Center Mike Pouncey has noticed a change in Ryan Tannehill, and it’s a significant one in Tannehill’s attempt to continue to develop as a leader.
“He’s always been a leader on this team, but this year I feel like he’s bringing more to the table, more than he ever has before as far as pushing guys and getting guys ready to go,” Pouncey said.
“I’m just glad he’s our quarterback. He’s a guy that busts his butt everyday. He’s the first one in the building, last one out and that’s something you have to appreciate at that position…. We think he’s going to be really good.”
Tannehill, entering his fifth season, has more freedom to change plays at the line of scrimmage than ever before, and Pouncey said “this is what he’s been waiting for his whole career, to go up there and be the guy that kind of calls the show.”
The Dolphins have spoken in past years about playing at a faster tempo, but Pouncey said this year it’s really going to happen.
“In past seasons, we tried to run up-tempo but we’d huddle first,” Pouncey said. “And it’s kind of hard to go in huddle, rush to the line and be up tempo. I think us being on the line of scrimmage the whole time and pushing the pace like that is going to get the ball snapped a lot faster.
“With the tempo that we want to have, obviously our offensive line has to be in really good shape. But to our advantage when we go up there sometimes we’re going to snap it fast; sometimes we’re not. And that gives us the advantage on the offensive line. That means the defense is going to play on their toes, ready to jump off the ball. So we should get a lot of offside penalties from the defense and keep the chain moving.”
• Pouncey on rookie Laremy Tunsil: “His feet are really good. We think he was the best player in this year’s draft. We’re lucky to have a guy like that. We’re excited to see what he can do. Obviously everybody looks good without pads on but we’re sure he’s going to come in and do what we expect him to do.”
• Pouncey said the playbook is “simpler” under Adam Gase. “A lot of our players are going to be doing the same thing — it’s different plays but we’re doing a lot of the same stuff when the play’s called.”

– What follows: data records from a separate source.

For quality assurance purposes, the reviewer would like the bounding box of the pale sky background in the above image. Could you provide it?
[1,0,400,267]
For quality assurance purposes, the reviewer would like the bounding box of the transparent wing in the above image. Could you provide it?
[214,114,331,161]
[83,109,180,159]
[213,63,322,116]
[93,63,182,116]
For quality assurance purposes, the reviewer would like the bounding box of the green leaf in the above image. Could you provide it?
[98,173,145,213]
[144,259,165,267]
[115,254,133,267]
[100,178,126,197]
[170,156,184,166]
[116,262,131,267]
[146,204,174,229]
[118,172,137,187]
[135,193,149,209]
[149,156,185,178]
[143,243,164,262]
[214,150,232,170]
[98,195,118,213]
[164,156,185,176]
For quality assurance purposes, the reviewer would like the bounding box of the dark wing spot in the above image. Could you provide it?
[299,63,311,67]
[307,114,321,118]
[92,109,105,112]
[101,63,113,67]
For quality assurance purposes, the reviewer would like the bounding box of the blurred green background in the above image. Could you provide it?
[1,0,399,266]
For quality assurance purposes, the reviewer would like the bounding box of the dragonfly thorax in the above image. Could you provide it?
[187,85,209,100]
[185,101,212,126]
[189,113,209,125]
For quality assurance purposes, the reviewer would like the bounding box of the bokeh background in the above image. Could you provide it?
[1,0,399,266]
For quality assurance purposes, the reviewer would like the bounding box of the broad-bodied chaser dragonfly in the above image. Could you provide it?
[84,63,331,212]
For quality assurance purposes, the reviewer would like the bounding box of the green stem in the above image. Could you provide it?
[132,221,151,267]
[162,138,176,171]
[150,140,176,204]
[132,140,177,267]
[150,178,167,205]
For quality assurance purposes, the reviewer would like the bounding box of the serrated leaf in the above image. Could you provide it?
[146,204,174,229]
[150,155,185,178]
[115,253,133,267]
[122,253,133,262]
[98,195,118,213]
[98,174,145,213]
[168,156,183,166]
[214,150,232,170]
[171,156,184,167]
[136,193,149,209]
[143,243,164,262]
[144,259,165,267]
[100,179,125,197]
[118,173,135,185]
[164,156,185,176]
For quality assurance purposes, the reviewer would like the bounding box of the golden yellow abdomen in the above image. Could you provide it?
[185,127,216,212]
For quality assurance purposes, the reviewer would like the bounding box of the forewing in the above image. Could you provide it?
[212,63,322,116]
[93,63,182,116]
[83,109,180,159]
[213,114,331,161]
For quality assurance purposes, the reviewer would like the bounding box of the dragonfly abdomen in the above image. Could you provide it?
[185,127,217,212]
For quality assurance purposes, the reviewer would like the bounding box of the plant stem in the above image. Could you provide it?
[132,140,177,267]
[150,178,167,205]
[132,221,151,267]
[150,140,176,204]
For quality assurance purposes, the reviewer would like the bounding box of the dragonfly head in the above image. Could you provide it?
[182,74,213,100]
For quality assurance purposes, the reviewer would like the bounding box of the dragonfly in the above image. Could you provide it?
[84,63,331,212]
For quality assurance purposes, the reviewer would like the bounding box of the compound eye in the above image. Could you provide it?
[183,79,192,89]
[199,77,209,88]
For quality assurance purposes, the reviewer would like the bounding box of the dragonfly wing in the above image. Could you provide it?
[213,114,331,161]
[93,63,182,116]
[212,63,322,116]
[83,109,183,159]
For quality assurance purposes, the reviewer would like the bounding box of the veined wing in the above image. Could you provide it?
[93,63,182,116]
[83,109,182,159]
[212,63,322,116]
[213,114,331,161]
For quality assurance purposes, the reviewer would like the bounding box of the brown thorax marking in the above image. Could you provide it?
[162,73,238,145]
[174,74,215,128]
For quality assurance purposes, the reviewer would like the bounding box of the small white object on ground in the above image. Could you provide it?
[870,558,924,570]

• Linebacker Kiko Alonso declined to say whether he has spoken with Dolphins defensive end and former Oregon teammate Dion Jordan, who has applied for reinstatement from NFL suspension.
“That guy is a freak athlete, so he can help any defense,” Alonso said of Jordan. “He has rare athleticism.”
• Alonso said he feels great after knee injuries that cost him his 2014 season and sidelined him five games last season. He said he learned “patience” over the past two years. “I like how I feel, I feel really good. I like where I’m at.”
• Defensive tackle Chris Jones, who started 23 games and had nine sacks for New England in 2013 and 2014, said he’s over the calf and ankle injuries that sidelined him all of last season. The Dolphins claimed him off waivers on April 18 after the Patriots released him.
“It was a huge relief to get picked up here,” he said. “I am fortunate the team gave me a chance.”
Jones, who said he can also play defensive end, was drafted by Houston in the sixth round out of Bowling Green in 2013, at a time when Dolphins defensive coordinator Vance Joseph was on the Texans coaching staff. But the Texans cut him four month later.
After a brief stint in Tampa, his career briefly blossomed in New England.
“I have a lot of respect for that staff,” he said of the Patriots.
Jones, 25, could emerge as the No. 4 defensive tackle behind Ndamukong Suh, Jordan Phillips and Earl Mitchell.
He said Suh “dominates every day” in practice and Phillips “is a great athlete, brings a lot physically.”